Technically speaking, the cinematography is impressive solely because the crew had to hide the cameras from both Disney personnel and innocent park patrons. There’s enough to warrant the black-and-white photography, mostly to create the insane, decaying universe of the film, but sometimes the film is painfully cheap. Use of green screens is obvious at times which really pulls the viewer out of the whole “shot in Disney World without permission” gimmick that the film is trying to market itself under. Additionally, when going through Disney rides that feature video sequences on screens, “Escape From Tomorrow” painfully overexposes these segments because of a complete lack of manipulation of the park facilities.

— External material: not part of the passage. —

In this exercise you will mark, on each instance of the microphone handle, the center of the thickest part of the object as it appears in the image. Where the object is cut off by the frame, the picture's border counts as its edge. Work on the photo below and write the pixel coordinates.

I haven’t even given you a real synopsis of the different characters, but there’s really no point in wasting any space doing so. The story itself is simply atrocious. If the director were to cut 30 minutes from the film, it would still be too long. The only true redeeming plot point, and I say this based completely on my personal taste, is the ending: it is so radically different than the rest of the film and absolutely insane that it’s laughably enjoyable. By this point I had lost all interest in the actual narrative that such a radical shift actually gave it new life for me.
This is not to say that the ending is smart or clever in any manner. In fact, I think Moore just wrote the ending for the hell of it. If you’re one of the people who left the theater trying to “interpret” what it all meant, you were likely wasting brain cells. It was simply the only way he could figure out how to end it. And even though the final scene of “Escape From Tomorrow” does have a literal clean-up of the mess it created, there’s nothing tidy about it at all.
I might seem angry at this point and totally turned off by the film, but that couldn’t be further from the truth. I’m actually extremely glad that I saw this lurid piece of garbage. I saw a film made in a completely unique and different way and found that the gimmick itself attracted me even if the story left much to be desired.
Although I’m not sure another film will ever be quite like “Escape From Tomorrow,” the film gave me a glimmer of hope that certain gimmicks might actually be utilized properly in the future if they can balance well with strong story lines.